2. James A. Banks dikenal sebagai perintis Pendidikan Multikultural. Banks yakin bahwa pendidikan seharusnya lebih mengarah pada mengajari mereka bagaimana berpikir daripada apa yang dipikirkan. Siswa perlu disadarkan bahwa di dalam pengetahuan yang dia terima itu terdapat beraneka ragam interpretasi sesuai kepentingan masing-masing. Siswa perlu diajari dalam menginterpretasikan sejarah masa lalu dan dalam pembuatan sejarah. Siswa harus berpikir kritis dengan memberi pengetahuan dan ketrampilan yang memadai dan memiliki komitmen yang tinggi untuk berpartisipasi dalam tindakan demokratis. Ada tiga kelompok budaya di Amerika : a) tradisionalis Barat, b) kelompok Afrosentris, c) kelompok multikulturalis.
3. Bill Martin menulis, bahwa isu menyeluruh tentang multikulturalisme bukan sekedar tempat bernaung berbagai kelompok budaya, namun harus membawa pengaruh radikal bagi semua umat manusia lewat pembuatan perbedaan yang radikal. Seperti halnya Banks, Martin menentang tekanan dari Afrosentris dan tradisionalis Barat. Martin menyebut keduanya"consumerist multiculturalism". Multikulturalisme bukan "consumerist" tetapi "transformational", yang memerlukan kerangka kerja. Masyarakat harus memilikivisi kolektif tipe baru yang berasal dari perubahan sosial yang muncul lewat transformasi.

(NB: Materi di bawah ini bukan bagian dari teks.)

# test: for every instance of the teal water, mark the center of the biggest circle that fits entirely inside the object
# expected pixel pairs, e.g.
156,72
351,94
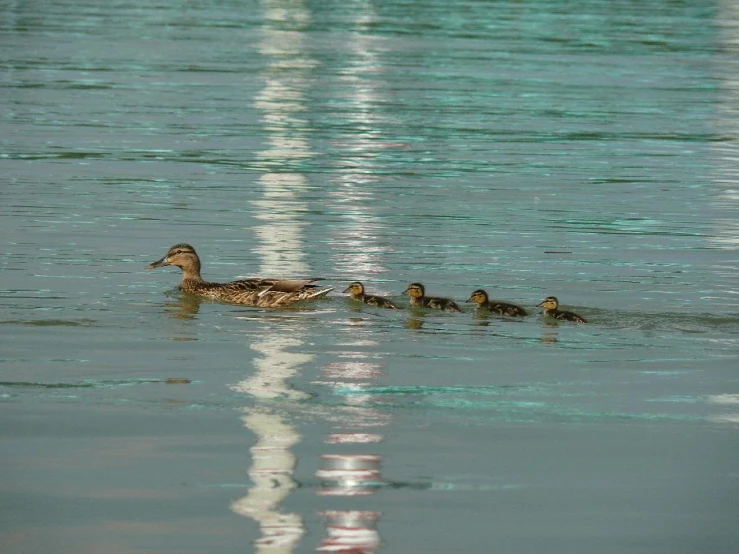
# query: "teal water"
582,149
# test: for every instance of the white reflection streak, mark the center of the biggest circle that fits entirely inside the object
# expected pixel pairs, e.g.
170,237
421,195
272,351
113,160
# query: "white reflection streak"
281,251
359,253
727,230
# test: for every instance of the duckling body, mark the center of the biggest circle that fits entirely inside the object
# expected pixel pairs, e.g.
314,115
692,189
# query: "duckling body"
551,309
356,290
502,308
417,292
267,293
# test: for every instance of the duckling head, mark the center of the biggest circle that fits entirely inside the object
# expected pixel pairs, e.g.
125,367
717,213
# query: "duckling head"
182,256
549,303
356,289
415,290
479,297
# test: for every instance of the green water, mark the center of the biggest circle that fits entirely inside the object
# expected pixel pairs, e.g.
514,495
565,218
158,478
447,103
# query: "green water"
580,149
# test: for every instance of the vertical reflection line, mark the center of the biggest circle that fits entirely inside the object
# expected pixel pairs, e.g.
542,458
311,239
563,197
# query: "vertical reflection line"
360,251
280,248
359,254
281,101
727,228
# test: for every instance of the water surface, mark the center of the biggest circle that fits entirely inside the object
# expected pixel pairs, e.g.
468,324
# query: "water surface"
582,149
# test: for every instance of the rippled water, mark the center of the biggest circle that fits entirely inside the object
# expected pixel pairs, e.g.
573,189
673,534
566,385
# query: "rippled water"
582,149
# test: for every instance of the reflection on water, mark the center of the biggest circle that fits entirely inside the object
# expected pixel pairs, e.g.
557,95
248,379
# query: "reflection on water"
281,250
350,531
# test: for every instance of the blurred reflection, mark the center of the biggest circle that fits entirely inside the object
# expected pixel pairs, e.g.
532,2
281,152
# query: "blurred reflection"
361,241
351,532
726,181
349,474
281,250
414,323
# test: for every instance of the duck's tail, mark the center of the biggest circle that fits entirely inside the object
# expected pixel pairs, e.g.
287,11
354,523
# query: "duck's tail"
319,293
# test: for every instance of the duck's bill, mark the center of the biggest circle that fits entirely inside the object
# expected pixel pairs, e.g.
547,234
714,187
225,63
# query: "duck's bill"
158,263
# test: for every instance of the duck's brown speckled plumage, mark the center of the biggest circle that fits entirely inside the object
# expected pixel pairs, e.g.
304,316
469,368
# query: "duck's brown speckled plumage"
267,293
480,297
551,309
356,290
417,292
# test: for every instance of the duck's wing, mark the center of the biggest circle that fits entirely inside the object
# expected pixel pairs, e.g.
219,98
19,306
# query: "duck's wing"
277,285
505,308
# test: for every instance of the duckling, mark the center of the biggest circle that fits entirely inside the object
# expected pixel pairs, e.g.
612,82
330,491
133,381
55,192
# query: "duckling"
502,308
417,293
267,293
551,304
356,289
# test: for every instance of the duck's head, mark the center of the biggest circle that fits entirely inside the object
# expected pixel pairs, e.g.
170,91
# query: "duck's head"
356,288
549,303
479,297
180,255
415,290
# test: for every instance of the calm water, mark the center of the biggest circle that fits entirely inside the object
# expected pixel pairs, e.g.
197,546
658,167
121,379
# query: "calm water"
584,149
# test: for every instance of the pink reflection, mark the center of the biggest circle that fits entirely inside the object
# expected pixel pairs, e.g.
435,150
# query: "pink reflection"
352,532
345,438
350,475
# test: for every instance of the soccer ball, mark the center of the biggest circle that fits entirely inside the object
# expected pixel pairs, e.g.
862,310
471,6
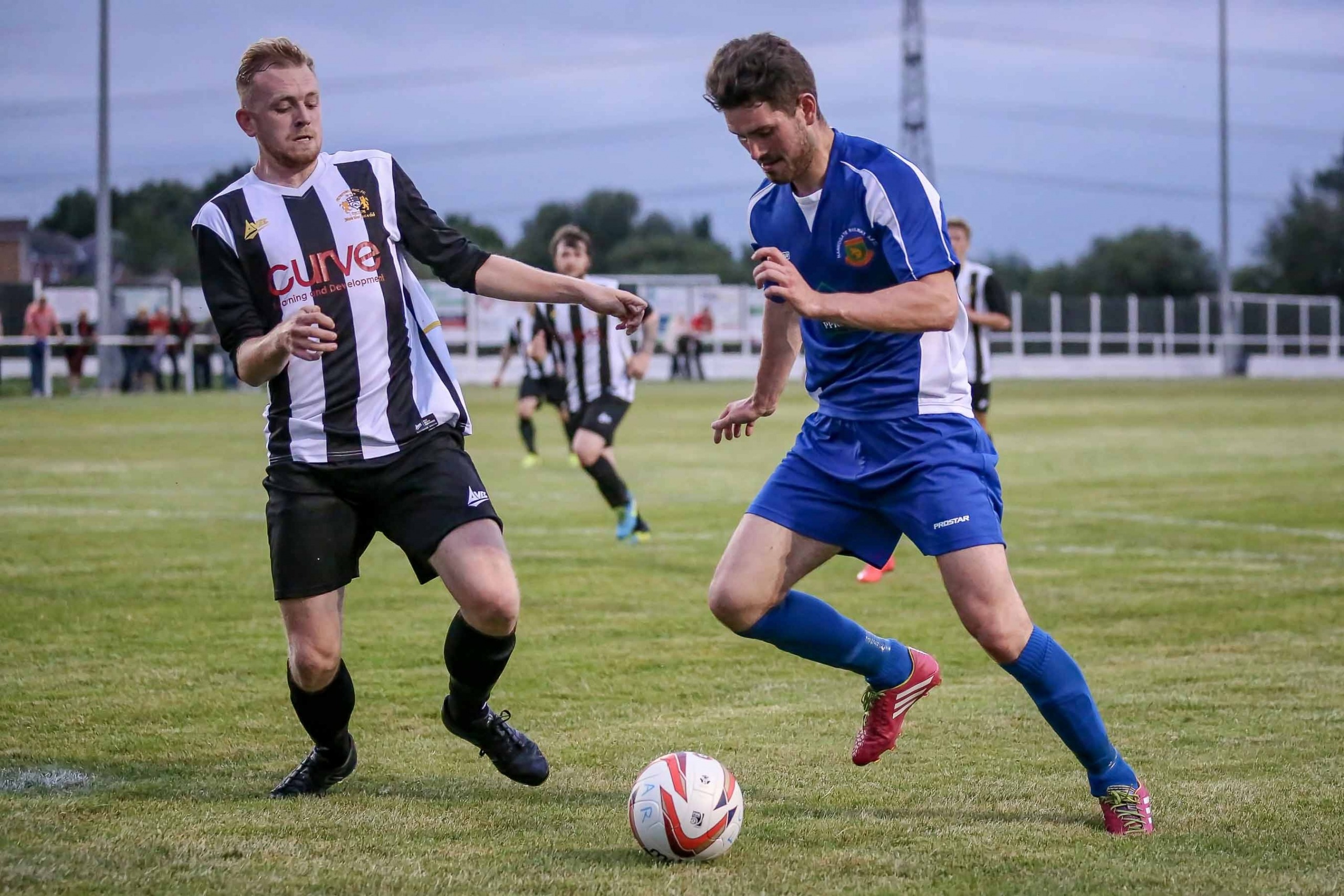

4. Martin J. Beck Matustik berpendapat bahwa perdebatan tentang multikultural di masyarakat Barat berkaitan dengan norma/tatanan. Pembahasan multikultural berada pada pemikiran kembali norma Barat (the western canon) yang mengakui adanya multikultural.Teori multikulturalisme berasal dari liberalisasi pendidikan dan politik Plato. Republik, karya Plato, bukan hanya memberi norma politik dan akademis klasik bagi pemimpin dari negara ideal, namun juga menjadi petunjuk tentang pendidikan bagi yang tertindas. Matustik yakin bahwa kita harus menciptakan pencerahan multikultural baru yaitu "multikulturalisme lokal yang saling bergantung secara global sebagai lawan dari monokultur nasional".
5. Judith M.Green menunjukkan bahwa multikulturalisme bukan hanya di AS. Kelompok budaya kecil harus mengakomodasi dan memiliki toleransi dengan budaya dominan. Amerika memberi tempat perlindungan dan memungkinkan kelompok kecil itu mempengaruhi kebudayaan yang ada. Secara bersama-sama, kelompok tersebut memperoleh kekuatan dan kekuasaan untuk membawa perubahan dan peningkatan dalam ekonomi, partisipasi politis dan media massa. Untuk itu diperlukan pendidikan dan lewat pendidikanlah Amerika meraih kesuksesan terbesar dalam transformasi dan sejak kelahirannya Amerika selalu memiliki masyarakat multikultural yang telah bersatu lewat perjuangan, interaksi, dan kerjasama.
B.            Saran
Dengan mempelajari berbagai macam teori Pendidikan Multikultural diharapkan kita dapat memahami keberagaman.